Hay mil cosas positivas de la reforma universitaria, sin embargo al centro de investigaciones al que pertenecían nuestras amigas-gurús no le sentó bien el nuevo esquema. En realidad, es la misma historia de otros centros que ahora son algo así como pueblos fantasmas: sectores de cubículos se apagan conforme cambian las jefaturas de los ahora departamentos de estudios. ¡Ups! volví a distraerme: estaba tan sólo contándoles una anécdota. A L siempre le quedó clarísimo que con la maestría bastaba (¿entonces más bien acabé pareciéndome a L?). M sí hizo el doctorado y no puedo dejar de contarles de aquella mega-marcha cuando salimos toda la comunidad universitaria para pedir presupuesto y mi-mejor-amiga y yo en vez de ir con nuestros colegas nos fuimos con los investigadores y después de soportar un sol infame atendimos a la convocatoria de irnos de ahí al Archivo (la cantina del centro, no el histórico). Ahí fue donde, después de haberse escondido exitosamente en el evento multitudinario, uno de los investigadores se encontró frente a frente con su director de tesis doctoral y tuvo qué poner cara de seriedad toda una cerveza y hacer caso omiso de nuestros burlas mal disimuladas.

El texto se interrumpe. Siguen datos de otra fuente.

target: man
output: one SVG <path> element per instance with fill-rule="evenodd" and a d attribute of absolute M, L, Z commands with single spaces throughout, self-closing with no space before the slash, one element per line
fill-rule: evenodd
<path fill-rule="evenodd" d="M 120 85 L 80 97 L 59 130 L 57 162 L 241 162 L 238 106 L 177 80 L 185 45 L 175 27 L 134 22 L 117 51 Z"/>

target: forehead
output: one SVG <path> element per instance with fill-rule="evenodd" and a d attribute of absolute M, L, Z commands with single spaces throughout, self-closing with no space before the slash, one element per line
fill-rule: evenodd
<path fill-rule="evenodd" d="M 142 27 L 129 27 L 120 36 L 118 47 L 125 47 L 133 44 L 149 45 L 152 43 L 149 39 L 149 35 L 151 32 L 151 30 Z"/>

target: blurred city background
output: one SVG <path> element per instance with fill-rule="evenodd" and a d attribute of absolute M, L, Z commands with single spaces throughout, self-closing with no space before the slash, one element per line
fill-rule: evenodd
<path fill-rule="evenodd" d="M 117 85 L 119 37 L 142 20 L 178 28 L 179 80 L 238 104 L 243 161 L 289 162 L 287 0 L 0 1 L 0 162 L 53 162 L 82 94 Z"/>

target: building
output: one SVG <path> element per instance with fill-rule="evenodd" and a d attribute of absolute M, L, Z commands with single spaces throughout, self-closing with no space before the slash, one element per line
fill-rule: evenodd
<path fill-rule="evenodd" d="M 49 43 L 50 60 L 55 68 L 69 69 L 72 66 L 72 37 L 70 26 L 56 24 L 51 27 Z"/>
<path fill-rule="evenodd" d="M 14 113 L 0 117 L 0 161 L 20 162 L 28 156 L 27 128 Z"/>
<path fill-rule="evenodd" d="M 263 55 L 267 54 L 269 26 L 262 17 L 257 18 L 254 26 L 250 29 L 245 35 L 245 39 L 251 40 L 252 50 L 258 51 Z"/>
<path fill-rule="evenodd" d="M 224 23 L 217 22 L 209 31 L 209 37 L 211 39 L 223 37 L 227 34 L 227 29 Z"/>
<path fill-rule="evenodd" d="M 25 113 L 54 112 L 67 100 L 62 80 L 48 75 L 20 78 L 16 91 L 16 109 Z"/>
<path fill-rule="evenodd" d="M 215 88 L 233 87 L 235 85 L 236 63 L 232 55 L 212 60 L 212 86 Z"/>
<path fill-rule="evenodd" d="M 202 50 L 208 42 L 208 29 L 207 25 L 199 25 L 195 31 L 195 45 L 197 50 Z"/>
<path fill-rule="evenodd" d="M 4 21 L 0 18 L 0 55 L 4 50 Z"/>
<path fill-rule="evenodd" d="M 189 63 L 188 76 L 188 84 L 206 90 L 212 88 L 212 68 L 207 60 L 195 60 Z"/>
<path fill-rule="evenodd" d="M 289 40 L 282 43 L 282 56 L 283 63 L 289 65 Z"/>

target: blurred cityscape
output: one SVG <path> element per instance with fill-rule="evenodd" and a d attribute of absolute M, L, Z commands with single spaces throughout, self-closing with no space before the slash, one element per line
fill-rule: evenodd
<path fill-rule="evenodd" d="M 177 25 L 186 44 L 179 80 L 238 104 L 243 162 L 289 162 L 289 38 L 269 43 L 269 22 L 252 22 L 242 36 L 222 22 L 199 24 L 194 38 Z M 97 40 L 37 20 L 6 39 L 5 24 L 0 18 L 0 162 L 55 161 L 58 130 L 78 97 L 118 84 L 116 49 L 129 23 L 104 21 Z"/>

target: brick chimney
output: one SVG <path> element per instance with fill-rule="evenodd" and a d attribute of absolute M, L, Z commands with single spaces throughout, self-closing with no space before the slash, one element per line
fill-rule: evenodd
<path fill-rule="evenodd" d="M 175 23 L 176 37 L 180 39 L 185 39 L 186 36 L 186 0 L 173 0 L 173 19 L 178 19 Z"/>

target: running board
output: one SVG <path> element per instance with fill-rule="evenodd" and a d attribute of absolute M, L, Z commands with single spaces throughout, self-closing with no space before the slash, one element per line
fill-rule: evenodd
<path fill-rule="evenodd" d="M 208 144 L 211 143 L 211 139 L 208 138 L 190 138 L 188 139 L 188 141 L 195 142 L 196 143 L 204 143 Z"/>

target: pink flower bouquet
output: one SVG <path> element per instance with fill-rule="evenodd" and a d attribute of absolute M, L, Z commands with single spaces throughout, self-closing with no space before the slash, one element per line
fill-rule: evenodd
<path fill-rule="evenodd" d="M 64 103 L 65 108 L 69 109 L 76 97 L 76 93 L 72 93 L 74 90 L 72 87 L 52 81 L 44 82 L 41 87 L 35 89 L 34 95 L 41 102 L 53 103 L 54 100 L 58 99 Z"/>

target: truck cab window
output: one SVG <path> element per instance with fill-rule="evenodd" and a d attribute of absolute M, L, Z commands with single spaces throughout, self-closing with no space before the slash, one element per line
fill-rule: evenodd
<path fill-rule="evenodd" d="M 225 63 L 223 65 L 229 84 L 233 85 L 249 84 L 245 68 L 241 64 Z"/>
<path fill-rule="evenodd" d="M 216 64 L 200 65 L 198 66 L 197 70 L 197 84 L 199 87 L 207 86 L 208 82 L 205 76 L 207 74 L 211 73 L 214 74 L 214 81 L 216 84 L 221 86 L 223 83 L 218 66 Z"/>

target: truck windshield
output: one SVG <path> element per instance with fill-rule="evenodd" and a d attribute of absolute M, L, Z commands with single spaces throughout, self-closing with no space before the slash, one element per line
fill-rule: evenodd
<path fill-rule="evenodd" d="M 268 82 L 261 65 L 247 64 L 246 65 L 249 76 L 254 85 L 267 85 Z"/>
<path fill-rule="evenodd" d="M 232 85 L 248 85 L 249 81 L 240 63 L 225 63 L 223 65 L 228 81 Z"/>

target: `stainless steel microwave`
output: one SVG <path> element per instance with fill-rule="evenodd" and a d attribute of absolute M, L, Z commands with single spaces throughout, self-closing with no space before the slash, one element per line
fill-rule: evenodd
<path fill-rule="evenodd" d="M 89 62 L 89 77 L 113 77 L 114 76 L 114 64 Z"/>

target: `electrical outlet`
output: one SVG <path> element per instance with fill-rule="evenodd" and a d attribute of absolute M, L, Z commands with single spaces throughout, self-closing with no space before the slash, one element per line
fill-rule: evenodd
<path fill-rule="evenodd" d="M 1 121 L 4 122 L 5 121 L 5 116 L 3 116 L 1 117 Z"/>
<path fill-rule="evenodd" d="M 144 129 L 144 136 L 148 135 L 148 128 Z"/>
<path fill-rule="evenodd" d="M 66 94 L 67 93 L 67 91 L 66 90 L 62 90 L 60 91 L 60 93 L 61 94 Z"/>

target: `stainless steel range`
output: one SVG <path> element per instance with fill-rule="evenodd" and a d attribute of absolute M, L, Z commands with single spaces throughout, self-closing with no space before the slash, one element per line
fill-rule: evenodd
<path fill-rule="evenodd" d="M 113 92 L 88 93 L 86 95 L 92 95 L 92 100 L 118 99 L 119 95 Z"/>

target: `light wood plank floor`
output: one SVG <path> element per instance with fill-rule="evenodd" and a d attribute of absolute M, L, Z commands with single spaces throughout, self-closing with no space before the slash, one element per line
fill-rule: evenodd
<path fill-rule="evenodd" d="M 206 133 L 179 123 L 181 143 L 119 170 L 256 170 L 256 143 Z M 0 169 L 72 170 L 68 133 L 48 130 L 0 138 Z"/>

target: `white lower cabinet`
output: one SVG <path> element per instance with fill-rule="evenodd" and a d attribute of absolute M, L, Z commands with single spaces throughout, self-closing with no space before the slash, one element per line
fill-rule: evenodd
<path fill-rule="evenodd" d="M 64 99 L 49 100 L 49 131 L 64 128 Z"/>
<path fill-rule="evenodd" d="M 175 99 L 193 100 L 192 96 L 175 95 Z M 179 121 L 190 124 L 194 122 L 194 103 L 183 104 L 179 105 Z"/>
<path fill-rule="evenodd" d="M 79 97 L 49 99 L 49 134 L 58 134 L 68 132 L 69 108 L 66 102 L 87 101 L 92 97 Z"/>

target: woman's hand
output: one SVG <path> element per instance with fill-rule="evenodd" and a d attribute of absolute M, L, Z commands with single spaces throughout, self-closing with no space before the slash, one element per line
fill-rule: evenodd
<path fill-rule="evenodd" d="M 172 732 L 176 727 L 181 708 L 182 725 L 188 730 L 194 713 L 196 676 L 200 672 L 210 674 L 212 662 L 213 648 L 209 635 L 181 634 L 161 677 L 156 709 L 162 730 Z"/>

La nueva lógica universitaria puso con los pelos de punta a L y M, poco a poco se fueron recluyendo en sus clases o en sus casas. En el camino M encontró a un canadiense jubilado y se enamoró (hasta hace poco yo creía que lo había conocido por Internet, pero acabo de enterarme que más bien lo conoció en una ida a la playa y luego las nuevas tecnologías los ayudaron a mantener sus links amorosos). El canadiense se vino a vivir al país y la convenció de comprar una casita para convertirla en un hostal, de esos que existen en Europa y otros países que son tan apreciados por el turismo de bajos recursos. Tal vez ustedes ya están pensándolo ¡en Guadalajara no hay ese tipo de turismo! y en efecto el negocio fracasó. A L no le parecía que una investigadora renombrada y próximamente doctora como M (al poco tiempo entró en el SNI) estuviera en esos bretes, porque lo que sí es cierto es que aunque marginada por el sistema L fue fiel a su religión (me refiero a la academia, no tanto en el sentido místico sino a que la mala paga y poca posibilidad de ascenso ya no permiten llamar a eso una relación laboral sino un acto de fe).

Para no hacer la historia larga, lo último que supe es que después de varias idas y venidas a Canadá M vendió todo cuanto pudo, regaló cosas a quien se dejó y el resto lo metió a su carro (que quedó “copeteado como un sombrero, al grado que no cabían ni sus medicinas para la menopausia”, a decir de L) para irse a vivir a Québec, para siempre. Hay que decir que ahora menos que nunca no le checa a L el hecho de que la doctora M abandone así su vida pretextando que ya es imposible vivir en México porque todo es una fregadera.

A duras penas el último día M pudo resolver todo el asunto de la mudanza no sin antes tener un incidente y estar a punto de ser degollada por un ventanal que se le vino encima. Evidentemente L los alojó la última noche anterior a la partida, se impresionó mucho de ver a su amiga exhausta, sucia y herida por el vidrio, de la parsimonia del canadiense buscando dónde fumarse su churrito, pero sobre todo de la pareja de perros que viajarían con ellos y a los que sacaron a pasear en un gesto obsesivo en plena madrugada. La hembra, llamada Caramelo, estaba a punto de parir y justamente ésa era la razón de apresurar el viaje porque si nacía la camada en México iba a ser todo un lío. “¿L, verdad que los perros casi hablan?” dijo M en medio del caos, L me confesó que la idea de que los canes articularan palabra alguna verdaderamente la horrorizó.